Search code examples
elasticsearchexplain

Understand elasticsearch query explain


I'm trying to understand the Explain API scoring in the elastic documentation: https://www.elastic.co/guide/en/elasticsearch/reference/current/search-explain.html

When I couldn't figure it out on my own simple index with just a couple documents, I tried to reproduce the calculation on the above documentation page.

In the example, it shows a "value" of 1.3862944 with the description: "idf, computed as log(1 + (docCount - docFreq + 0.5) / (docFreq + 0.5))". Under "details" it gives the following values for the fields: docFreq: 1.0, docCount: 5.0

Using the provided docFreq and docCount values, I compute this to be: log(1 + (5.0 - 1.0 + 0.5) / (1.0 + 0.5)) = 0.602 which is not the same as the 1.3862944 in the example.

I can't get any of the values to match up.

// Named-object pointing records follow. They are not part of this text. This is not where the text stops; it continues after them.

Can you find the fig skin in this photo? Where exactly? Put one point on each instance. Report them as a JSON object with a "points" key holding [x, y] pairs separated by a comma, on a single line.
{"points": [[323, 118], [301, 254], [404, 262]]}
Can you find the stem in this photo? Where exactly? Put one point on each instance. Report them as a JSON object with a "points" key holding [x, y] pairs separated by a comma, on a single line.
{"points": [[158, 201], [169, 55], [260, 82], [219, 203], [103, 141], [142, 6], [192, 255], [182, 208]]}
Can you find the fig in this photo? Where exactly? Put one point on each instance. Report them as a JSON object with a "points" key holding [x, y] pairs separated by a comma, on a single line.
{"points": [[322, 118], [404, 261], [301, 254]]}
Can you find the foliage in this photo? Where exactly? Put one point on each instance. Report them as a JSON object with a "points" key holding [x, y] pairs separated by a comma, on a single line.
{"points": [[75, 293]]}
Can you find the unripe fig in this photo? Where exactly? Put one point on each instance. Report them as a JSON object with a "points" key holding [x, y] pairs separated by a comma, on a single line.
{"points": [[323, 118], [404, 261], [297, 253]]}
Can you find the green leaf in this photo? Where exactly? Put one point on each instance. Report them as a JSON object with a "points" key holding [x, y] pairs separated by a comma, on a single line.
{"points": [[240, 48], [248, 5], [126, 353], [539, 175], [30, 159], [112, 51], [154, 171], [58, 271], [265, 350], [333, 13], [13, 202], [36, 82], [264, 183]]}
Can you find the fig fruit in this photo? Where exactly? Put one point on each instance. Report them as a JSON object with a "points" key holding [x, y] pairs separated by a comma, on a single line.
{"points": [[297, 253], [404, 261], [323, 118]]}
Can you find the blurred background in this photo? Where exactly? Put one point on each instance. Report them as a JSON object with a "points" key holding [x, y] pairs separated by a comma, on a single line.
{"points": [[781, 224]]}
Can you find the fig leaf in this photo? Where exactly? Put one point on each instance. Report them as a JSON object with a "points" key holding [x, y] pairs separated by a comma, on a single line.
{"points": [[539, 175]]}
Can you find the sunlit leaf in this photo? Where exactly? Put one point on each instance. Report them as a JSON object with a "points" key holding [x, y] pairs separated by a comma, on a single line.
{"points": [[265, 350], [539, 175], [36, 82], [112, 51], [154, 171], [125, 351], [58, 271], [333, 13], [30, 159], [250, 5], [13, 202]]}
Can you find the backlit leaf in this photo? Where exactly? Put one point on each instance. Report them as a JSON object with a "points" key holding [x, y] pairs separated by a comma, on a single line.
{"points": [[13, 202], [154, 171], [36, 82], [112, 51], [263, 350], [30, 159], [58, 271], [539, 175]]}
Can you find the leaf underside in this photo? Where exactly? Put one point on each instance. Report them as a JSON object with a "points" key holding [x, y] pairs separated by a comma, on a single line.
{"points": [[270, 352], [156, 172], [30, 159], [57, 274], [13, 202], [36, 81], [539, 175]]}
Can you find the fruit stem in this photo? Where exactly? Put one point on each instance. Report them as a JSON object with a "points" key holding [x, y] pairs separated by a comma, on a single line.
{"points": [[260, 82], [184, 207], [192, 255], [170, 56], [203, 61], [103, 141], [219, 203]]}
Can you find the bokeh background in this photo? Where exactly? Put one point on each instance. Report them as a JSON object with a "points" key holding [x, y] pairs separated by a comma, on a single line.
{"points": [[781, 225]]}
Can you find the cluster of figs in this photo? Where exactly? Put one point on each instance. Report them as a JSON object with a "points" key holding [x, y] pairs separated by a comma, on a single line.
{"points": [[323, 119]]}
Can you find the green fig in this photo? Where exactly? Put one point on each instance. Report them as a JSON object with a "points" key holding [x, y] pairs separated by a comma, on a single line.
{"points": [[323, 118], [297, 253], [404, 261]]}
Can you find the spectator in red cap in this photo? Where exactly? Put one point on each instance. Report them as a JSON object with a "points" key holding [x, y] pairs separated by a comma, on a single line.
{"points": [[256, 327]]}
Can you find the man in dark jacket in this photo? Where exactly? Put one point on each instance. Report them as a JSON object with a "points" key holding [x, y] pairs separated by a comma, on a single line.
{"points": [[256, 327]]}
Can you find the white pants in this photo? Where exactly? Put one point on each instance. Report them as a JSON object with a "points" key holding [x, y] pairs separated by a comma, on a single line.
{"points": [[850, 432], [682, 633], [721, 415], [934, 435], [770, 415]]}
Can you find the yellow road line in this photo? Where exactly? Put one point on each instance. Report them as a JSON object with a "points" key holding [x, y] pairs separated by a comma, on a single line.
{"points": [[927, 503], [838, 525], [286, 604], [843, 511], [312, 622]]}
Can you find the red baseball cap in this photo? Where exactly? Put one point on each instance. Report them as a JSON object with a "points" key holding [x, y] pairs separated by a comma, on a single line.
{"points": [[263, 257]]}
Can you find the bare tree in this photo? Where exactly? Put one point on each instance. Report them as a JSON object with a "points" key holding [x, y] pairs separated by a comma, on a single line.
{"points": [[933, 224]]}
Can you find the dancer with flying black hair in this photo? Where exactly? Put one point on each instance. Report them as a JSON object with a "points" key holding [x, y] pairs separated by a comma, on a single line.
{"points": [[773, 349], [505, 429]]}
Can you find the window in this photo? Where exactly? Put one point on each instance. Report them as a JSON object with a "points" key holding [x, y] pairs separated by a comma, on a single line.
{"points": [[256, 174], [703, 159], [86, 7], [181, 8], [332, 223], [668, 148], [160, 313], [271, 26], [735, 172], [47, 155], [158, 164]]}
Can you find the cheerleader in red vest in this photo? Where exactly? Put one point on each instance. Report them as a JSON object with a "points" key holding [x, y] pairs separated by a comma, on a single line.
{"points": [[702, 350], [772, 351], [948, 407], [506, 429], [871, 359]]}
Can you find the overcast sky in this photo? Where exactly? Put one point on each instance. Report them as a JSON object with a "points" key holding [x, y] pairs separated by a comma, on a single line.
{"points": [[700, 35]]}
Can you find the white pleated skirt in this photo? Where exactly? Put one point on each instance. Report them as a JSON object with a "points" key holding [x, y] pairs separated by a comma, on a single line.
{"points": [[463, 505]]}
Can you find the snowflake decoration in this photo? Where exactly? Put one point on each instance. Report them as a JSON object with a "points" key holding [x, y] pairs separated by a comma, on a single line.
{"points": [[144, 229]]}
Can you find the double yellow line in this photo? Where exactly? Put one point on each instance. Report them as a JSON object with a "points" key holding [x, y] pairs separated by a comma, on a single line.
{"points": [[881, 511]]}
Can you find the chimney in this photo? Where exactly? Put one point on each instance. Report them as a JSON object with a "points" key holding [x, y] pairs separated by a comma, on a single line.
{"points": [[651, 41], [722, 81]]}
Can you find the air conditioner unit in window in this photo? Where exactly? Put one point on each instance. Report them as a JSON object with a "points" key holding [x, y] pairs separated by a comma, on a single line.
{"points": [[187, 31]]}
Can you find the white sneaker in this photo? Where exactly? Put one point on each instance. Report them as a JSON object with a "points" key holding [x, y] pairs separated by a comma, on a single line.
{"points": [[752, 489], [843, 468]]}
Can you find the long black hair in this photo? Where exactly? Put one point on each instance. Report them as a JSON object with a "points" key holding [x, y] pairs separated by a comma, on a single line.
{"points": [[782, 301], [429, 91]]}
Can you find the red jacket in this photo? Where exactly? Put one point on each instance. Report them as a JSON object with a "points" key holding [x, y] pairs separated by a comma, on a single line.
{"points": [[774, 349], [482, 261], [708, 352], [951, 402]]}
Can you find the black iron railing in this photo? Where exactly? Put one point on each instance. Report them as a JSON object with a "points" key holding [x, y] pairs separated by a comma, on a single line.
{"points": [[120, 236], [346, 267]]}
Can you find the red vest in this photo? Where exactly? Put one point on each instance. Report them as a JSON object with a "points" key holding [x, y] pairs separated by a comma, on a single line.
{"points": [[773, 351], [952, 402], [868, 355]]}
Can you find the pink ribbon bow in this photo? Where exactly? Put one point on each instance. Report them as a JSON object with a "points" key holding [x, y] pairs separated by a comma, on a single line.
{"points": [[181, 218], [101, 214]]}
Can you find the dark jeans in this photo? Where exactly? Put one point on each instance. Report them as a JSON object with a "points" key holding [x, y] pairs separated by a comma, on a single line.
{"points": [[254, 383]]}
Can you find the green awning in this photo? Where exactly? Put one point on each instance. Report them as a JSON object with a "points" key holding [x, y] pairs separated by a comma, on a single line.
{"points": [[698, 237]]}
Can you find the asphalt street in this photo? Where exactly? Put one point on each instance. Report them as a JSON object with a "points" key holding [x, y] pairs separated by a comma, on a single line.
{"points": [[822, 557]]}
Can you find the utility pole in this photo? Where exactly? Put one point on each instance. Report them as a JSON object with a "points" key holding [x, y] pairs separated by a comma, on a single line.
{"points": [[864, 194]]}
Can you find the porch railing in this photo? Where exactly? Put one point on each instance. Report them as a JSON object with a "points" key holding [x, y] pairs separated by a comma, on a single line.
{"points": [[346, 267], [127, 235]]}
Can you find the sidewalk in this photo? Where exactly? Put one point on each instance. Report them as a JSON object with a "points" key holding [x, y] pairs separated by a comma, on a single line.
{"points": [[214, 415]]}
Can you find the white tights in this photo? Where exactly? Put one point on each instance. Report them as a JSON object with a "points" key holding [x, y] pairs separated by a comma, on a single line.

Am I reading it incorrectly?

Below is the entire post

GET /twitter/_doc/0/_explain   
{ 
  "query" : {
    "match" : { "message" : "elasticsearch" }
  }
}

This will yield the following result:

{
   "_index": "twitter",
   "_type": "_doc",
   "_id": "0",
   "matched": true,
   "explanation": {
       "value": 1.6943599,
       "description": "weight(message:elasticsearch in 0) [PerFieldSimilarity], result of:",
       "details": [
       {
        "value": 1.6943599,
        "description": "score(doc=0,freq=1.0 = termFreq=1.0\n), product of:",
        "details": [
           {
              "value": 1.3862944,  <== This is the one I am trying
              "description": "idf, computed as log(1 + (docCount - docFreq + 0.5) / (docFreq + 0.5)) from:",
              "details": [
                 {
                    "value": 1.0,
                    "description": "docFreq",
                    "details": []
                 },
                 {
                    "value": 5.0,
                    "description": "docCount",
                    "details": []
                  }
               ]
           },
            {
              "value": 1.2222223,
              "description": "tfNorm, computed as (freq * (k1 + 1)) / (freq + k1 * (1 - b + b * fieldLength / avgFieldLength)) from:",
              "details": [
                 {
                    "value": 1.0,
                    "description": "termFreq=1.0",
                    "details": []
                 },
                 {
                    "value": 1.2,
                    "description": "parameter k1",
                    "details": []
                 },
                 {
                    "value": 0.75,
                    "description": "parameter b",
                    "details": []
                 },
                 {
                    "value": 5.4,
                    "description": "avgFieldLength",
                    "details": []
                 },
                 {
                    "value": 3.0,
                    "description": "fieldLength",
                    "details": []
                 }
              ]
           }
        ]
     }
  ]
}
}

Solution

  • The explanation as always is quite accurate, let me help you to understand those calculations:

    This is the initial formula:

    log(1 + (5.0 - 1.0 + 0.5) / (1.0 + 0.5))
    

    Next step would be:

    log(1 + 4.5 / 1.5)
    

    One more:

    log(4) = ?
    

    and here comes the tricky part. You treat this log as log by the base of 10. However, if you would take a look in the code of Lucene scorer you would find that it's an ln, which would be exactly the 1.386294

    Part of the code:

    public float idf(long docFreq, long numDocs) {
        return (float)(Math.log(numDocs/(double)(docFreq+1)) + 1.0);
      }
    

    where Math.log definition is the following:

    public static double log(double a)
    
    Returns the natural logarithm (base e) of a double value.